Geography
- Location: Kalamazoo, Michigan, United States
- Coordinates: 42°17′05″N 85°34′49″W﻿ / ﻿42.28467°N 85.58038°W

Organization
- Funding: Non-profit hospital
- Type: Teaching
- Affiliated university: Michigan State University Western Michigan University

Services
- Emergency department: Level I trauma center
- Beds: 435
- Helipad: Yes

History
- Opened: 1900

Links
- Website: www.bronsonhealth.com/bronson
- Lists: Hospitals in Michigan

= Bronson Methodist Hospital =

Bronson Methodist Hospital is a 434-bed non-profit teaching hospital located in downtown Kalamazoo, Michigan, United States, and is a Level I trauma center. Bronson Methodist Hospital is the flagship of the Bronson Healthcare Group, a non-profit healthcare system serving all of southwest Michigan and northern Indiana. Bronson Methodist Hospital provides care in cardiology, orthopedics, surgery, emergency medicine, neurology, oncology; in neurological care as a Comprehensive Stroke Center; in cardiac care as a Chest Pain Center; in obstetrics as a BirthPlace and high-risk pregnancy center, and in pediatrics as a children's hospital.

The hospital is located on a 28 acre urban campus, which includes a heliport.

==History==
This hospital first opened in 1900 as "Kalamazoo Hospital". After a new building was built for the hospital in 1905, the hospital was renamed "Bronson Hospital" in 1907 after the founder of Kalamazoo, Titus Bronson. After several years of financial difficulties, in 1920 the hospital was acquired by the Michigan Conference of the Methodist Episcopal Church. The hospital was then renamed "Bronson Methodist Hospital".

In 1951, an expansion project was completed, which included the addition of 121 new beds, a new emergency clinic, pharmacy, laboratories, and x-ray rooms. In 1956, the hospital opened a heart catheterization clinic.

Bronson Methodist Hospital established ties with local colleges, training medical students from the University of Michigan Medical School from 1947 and sending its nursing students to attend classes at Western Michigan University. WMU's nursing school bears the name Bronson School of Nursing in honor of this relationship.

This hospital was featured in the Reading Rainbow episode "Mummies Made in Egypt" on PBS in 1989.

== Bronson Healthcare Group ==
With more than 8,000 employees, the Bronson Healthcare Group is one of Kalamazoo's largest employers. In 2007, Bronson provided more than $83.1 million in community benefits through outreach and charitable care for the uninsured and under-insured. Bronson also serves the largest percentage of Medicaid patients of any hospital outside of the Detroit area.

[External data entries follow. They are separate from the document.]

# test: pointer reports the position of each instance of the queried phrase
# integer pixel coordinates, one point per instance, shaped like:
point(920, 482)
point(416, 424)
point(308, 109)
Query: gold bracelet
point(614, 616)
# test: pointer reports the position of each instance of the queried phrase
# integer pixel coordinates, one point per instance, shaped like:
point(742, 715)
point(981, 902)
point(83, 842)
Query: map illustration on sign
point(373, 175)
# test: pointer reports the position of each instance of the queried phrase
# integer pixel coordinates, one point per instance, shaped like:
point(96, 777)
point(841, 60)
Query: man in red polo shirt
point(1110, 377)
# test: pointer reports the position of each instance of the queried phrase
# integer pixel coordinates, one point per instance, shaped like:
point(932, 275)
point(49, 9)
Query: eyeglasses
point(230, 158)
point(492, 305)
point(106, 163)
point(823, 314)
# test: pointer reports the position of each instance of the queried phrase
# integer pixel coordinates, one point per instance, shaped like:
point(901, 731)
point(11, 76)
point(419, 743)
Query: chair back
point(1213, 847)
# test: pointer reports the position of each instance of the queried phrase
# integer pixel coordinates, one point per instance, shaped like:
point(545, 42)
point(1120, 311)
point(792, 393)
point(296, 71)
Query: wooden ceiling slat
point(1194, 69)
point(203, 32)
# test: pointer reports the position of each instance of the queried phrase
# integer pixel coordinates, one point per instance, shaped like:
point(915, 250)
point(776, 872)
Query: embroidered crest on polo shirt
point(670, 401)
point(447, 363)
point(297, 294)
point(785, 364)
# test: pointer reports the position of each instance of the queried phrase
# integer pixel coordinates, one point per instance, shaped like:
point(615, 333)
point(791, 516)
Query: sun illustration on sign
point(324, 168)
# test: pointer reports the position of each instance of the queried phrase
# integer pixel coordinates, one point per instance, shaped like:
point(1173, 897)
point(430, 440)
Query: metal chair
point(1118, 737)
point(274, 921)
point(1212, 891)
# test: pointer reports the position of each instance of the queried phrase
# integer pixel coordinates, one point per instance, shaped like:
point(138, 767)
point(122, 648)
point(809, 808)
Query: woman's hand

== Bronson Neuroscience Center ==

Bronson Neuroscience Center is part of the Bronson system. Patients come to the Neuroscience Center for the treatment of head injury, stroke, epilepsy, nerve damage, problems with memory or involuntary movement, and spine and back surgery. Located in Kalamazoo, Michigan, USA, Bronson Neuroscience Center has assembled a team of more than 20 specialists. The Center serves all of southwest Michigan, and focuses on providing patient and family centered care. Along with an inpatient Neurovascular Unit, Bronson Neuroscience Center also includes an Epilepsy Monitoring Unit, a 24-hour Acute Stroke Intervention Team and a Rapid Response Team on-site. A laboratory provides diagnostic equipment and techniques for the investigation of neurological problems.

=== Specialties ===
The following list constitutes the categories of services that Bronson Neuroscience Center provides for both adults and children with neurological disorders:

Neurology – offers the diagnosis and treatment of conditions such as brain tumor, stroke, epilepsy, problems with memory or involuntary movement and migraine, as well as nerve damage and head injury.

Neurosurgery – offers comprehensive non-surgical and surgical treatments for brain tumors, vascular disorders, and spine and nerve problems. Some of our surgical approaches include minimally invasive surgery, routine to complex procedures and traditional open procedures.

Neurointerventional Radiology – offers noninvasive treatment for the most complex strokes and aneurysms using high-tech imaging equipment.

Spine Services – offers services for the full scope of spinal diseases, disorders and injuries, including the diagnosis and treatment of lower back pain and more complex problems such as spine fractures. Collaboration among a physiatrist (a doctor that specializes in physical rehabilitation), neurosurgeons, orthopedic surgeons, neuroradiologists and physical therapists is the basis for a thorough assessment and treatment plan.

Neurodiagnostics – offers a laboratory providing diagnostic equipment and techniques for the investigation of neurological problems. Choosing the right tests is important to achieving good results. The neurodiagnostic laboratory has various studies that can be used either individually or in combination with other tests to help solve neurological problems of the brain, spinal cord, muscle, nerves, and blood flow.

Behavioral health – offers the diagnosis and treatment of behavioral disorders such as anxiety, depression and emotional and behavioral problems associated with forms of dementia such as Alzheimer's disease.